What distinguishes this book from a light supernatural romance – a genre that abounds these days – is the historic detail and academic sheen Katherine Howe brings to the story. There is the requisite romance – after all, what is Samantha without her Darren – but even it has its teaching moments, since Connie’s love interest is a restorer of colonial buildings and art. Howe is masterful at bringing into realistic and ordinary surroundings the story of “cunning women,” whose natural talents were mistaken for magic, yet raising the possibility of “vernacular magic,” an extraordinary explanation for those talents. Her depiction of the Salem witch trials is moving and explores human frailties. Even the Da Vinci Code/Stephen King moments are forgiveable, despite the tip towards the sensational away from the quotidian, because of the very human level Howe maintains in her character of Connie Goodwin.

Wednesday, July 8, 2009

Landscape of Lies, by Peter Watson (trade, $14.95)


Before there was The Da Vinci Code, there was Landscape of Lies. A more intelligent, less sensational, less riddled with religious quackery version of the famous best-seller, Landscape also seeks a hidden treasure, its hiding place to be discovered by deciphering the clues in a painting.
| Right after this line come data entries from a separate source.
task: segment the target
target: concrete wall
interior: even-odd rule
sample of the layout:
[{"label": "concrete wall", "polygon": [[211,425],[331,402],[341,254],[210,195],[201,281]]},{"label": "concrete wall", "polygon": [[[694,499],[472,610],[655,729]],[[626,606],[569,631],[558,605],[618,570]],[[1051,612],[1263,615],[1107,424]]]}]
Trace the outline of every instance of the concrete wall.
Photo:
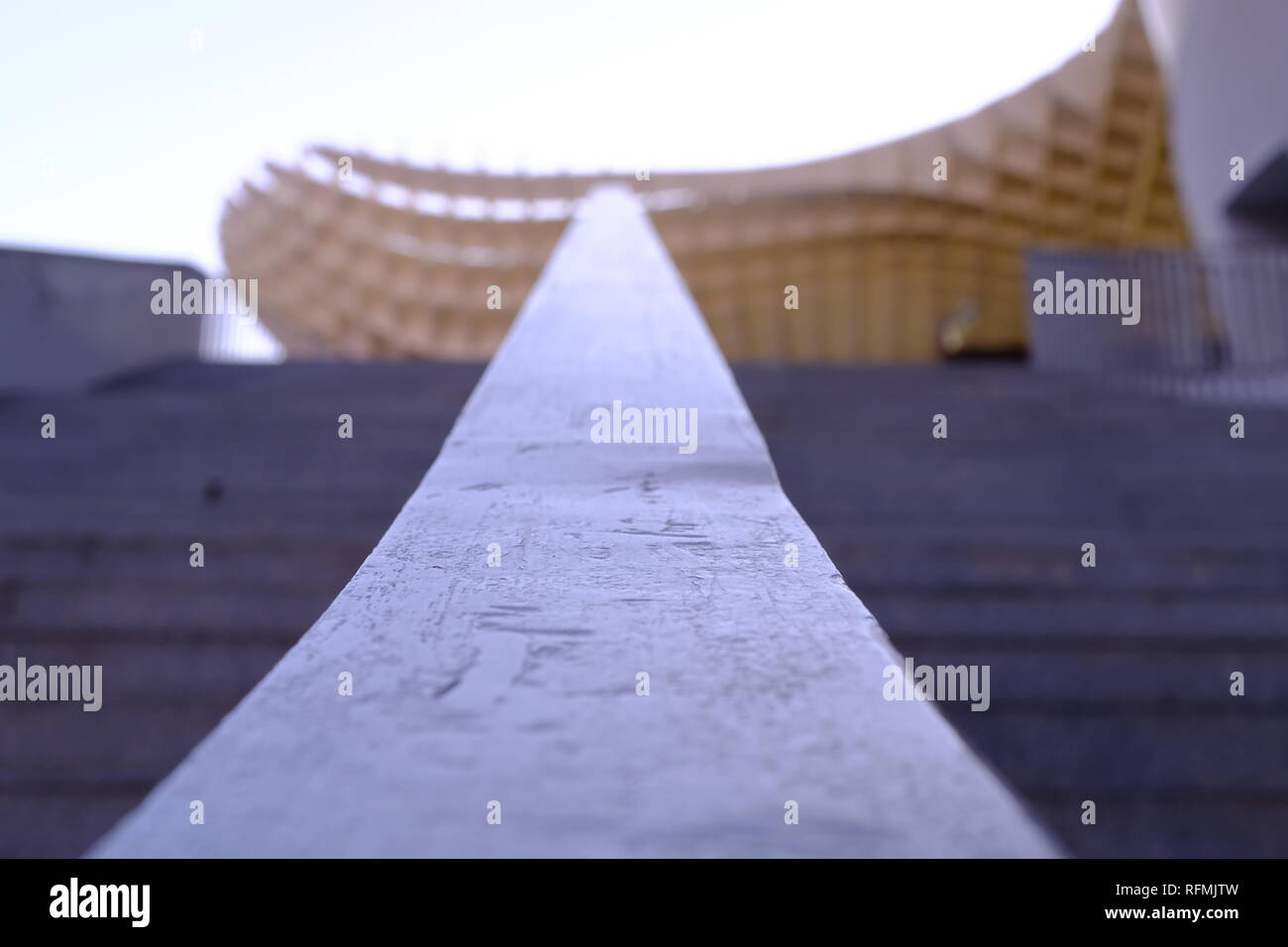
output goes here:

Art dealer Michael Whiting and farmer (!) Isobel Sadler, whose family owns the painting, combine forces in modern times to find religious relics hidden during Henry VIII’s purge of the monasteries of England. While Watson peppers his story with chase scenes and a thoroughly blackguardly villain, the better part of the story is spent in quiet contemplation in libraries, churches, and restoration workshops and over dinner in a little country village. Strangely, although there are scenes, especially the romantic ones, that seem a little dated – the book was written in 1989 – it is easy to become fascinated by the history around which the author spins his story.

I loved the detail, and I’m not just talking about the academic hoo-hah. For instance, when the characters drive down a road, the author inserts little comments (such as, the characters must be getting near a town because of the approaching “electricity cables”) that bring the drive to life. However, I think the story would have benefited if the two main characters both had been men or women, dispensing with the blah romantic comings and goings.